Her every action and utterance bespoke a genuine confidence that only Madonna comes close to mastering – and hers is an aggressively defensive variation on it, which gives it the air of a superstar pose rather than the organic entity it seems to be with Taylor. The standard bearer of the modern approach is Kate Winslet, she of the ‘sprouting purple broccoli bottom’ – a description so oddly specific that it had the ring of (at least self-perceived) truth and real insecurity shared about it.

A recent survey found that just one in eight women said they had enough confidence to call themselves attractive. Frankly, going by the interviews I read with celebrities and with ‘normal’ people as well as the conversations I have – yes, still, even though we’re mostly into our 30s – with female friends and family about which bits of ourselves we hate the most, I’m surprised it’s that high.

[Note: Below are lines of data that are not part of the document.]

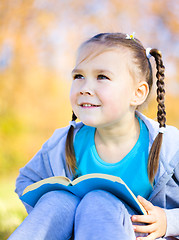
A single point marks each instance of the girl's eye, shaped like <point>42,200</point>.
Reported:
<point>78,76</point>
<point>102,77</point>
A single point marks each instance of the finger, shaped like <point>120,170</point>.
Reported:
<point>144,218</point>
<point>146,204</point>
<point>144,228</point>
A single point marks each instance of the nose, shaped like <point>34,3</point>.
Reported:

Self-confidence is good in non-pathological doses only

At both public and private levels, women seem to be becoming less able to admit to or ‘own’ their achievements. And is it any wonder when, whenever they do, they are jumped on – by the press and punters if they have done so publicly, by a much smaller but no less effective circle if privately – for their effrontery. Historian Lucy Worsley was recently monstered for attributing the fact that she does not have children to the fact that she had been ‘educated out of [her] reproductive function’. And – at the other end of many scales – over the years, while some of the animus directed at Katie Price is because she appears to embody vacuous celebrity worship that drains the intellectual life and feminist gains out of (in particular) the younger generation, in much of the rest you can detect the simple anger of the speaker or writer towards a woman whose every move, as far as I can see, speaks only of confidence and a precise knowledge of her worth.

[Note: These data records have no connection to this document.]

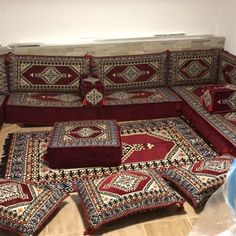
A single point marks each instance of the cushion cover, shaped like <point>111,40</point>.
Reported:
<point>3,77</point>
<point>220,98</point>
<point>131,72</point>
<point>227,69</point>
<point>45,73</point>
<point>25,207</point>
<point>84,143</point>
<point>193,67</point>
<point>92,91</point>
<point>109,198</point>
<point>199,180</point>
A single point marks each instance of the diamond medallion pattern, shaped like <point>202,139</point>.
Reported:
<point>193,67</point>
<point>124,183</point>
<point>94,97</point>
<point>227,70</point>
<point>11,192</point>
<point>125,72</point>
<point>45,73</point>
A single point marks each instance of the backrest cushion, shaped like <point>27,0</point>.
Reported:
<point>227,68</point>
<point>193,67</point>
<point>138,71</point>
<point>45,73</point>
<point>3,77</point>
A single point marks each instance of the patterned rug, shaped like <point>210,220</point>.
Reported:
<point>145,144</point>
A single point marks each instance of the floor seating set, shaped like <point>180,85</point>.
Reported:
<point>123,125</point>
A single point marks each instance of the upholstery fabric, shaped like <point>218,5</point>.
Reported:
<point>139,96</point>
<point>45,73</point>
<point>92,91</point>
<point>220,98</point>
<point>47,108</point>
<point>193,67</point>
<point>199,180</point>
<point>215,128</point>
<point>227,68</point>
<point>24,208</point>
<point>145,144</point>
<point>132,72</point>
<point>109,198</point>
<point>3,76</point>
<point>84,143</point>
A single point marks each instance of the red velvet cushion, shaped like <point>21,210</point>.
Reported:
<point>25,207</point>
<point>220,98</point>
<point>227,68</point>
<point>132,72</point>
<point>45,73</point>
<point>198,181</point>
<point>193,67</point>
<point>118,195</point>
<point>92,91</point>
<point>3,77</point>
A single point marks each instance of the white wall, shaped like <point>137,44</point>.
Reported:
<point>70,21</point>
<point>226,25</point>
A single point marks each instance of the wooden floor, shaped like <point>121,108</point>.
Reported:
<point>68,221</point>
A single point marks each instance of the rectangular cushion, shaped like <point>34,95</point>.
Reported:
<point>227,68</point>
<point>3,77</point>
<point>193,67</point>
<point>45,73</point>
<point>128,72</point>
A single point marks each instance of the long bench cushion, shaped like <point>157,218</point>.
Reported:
<point>45,73</point>
<point>3,77</point>
<point>140,96</point>
<point>227,68</point>
<point>193,67</point>
<point>219,129</point>
<point>128,72</point>
<point>47,108</point>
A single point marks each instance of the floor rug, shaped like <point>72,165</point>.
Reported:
<point>145,144</point>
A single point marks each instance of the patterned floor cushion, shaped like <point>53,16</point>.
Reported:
<point>219,98</point>
<point>25,207</point>
<point>199,180</point>
<point>109,198</point>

I understand, of course, that part of it at least is simply the British cultural tradition that believes there is nothing more unseemly than boasting.

Understatement is our preferred mode of – well, everything, and in everyone, regardless of gender. But women seem to take to it more naturally, more consistently so that even real, proper, admirable achievements – the things for which you should be rewarded (with whatever is most appropriate, be it respect, applause, promotion, power, moral standing or ideally cash) – become lost in a welter of disclaimers and genteel self-deprecations that let them disappear into the ether.

And, as I say, its absolute ubiquity seems to be a particularly modern curse. When I see Taylor – or read, as I am doing at the moment for another project, biographies and autobiographies of stars and writers from a bygone era like Tallulah Bankhead or Anita Loos – I hear a note of innate self-confidence, ringing steady and true beneath whatever anecdote, good time, bad time, event or non-event is being described that I almost never hear elsewhere (unless a Brick is crashing through a window, which is a rather discordant extreme). But in non-pathological doses it’s a great sound. We should all try and make it more.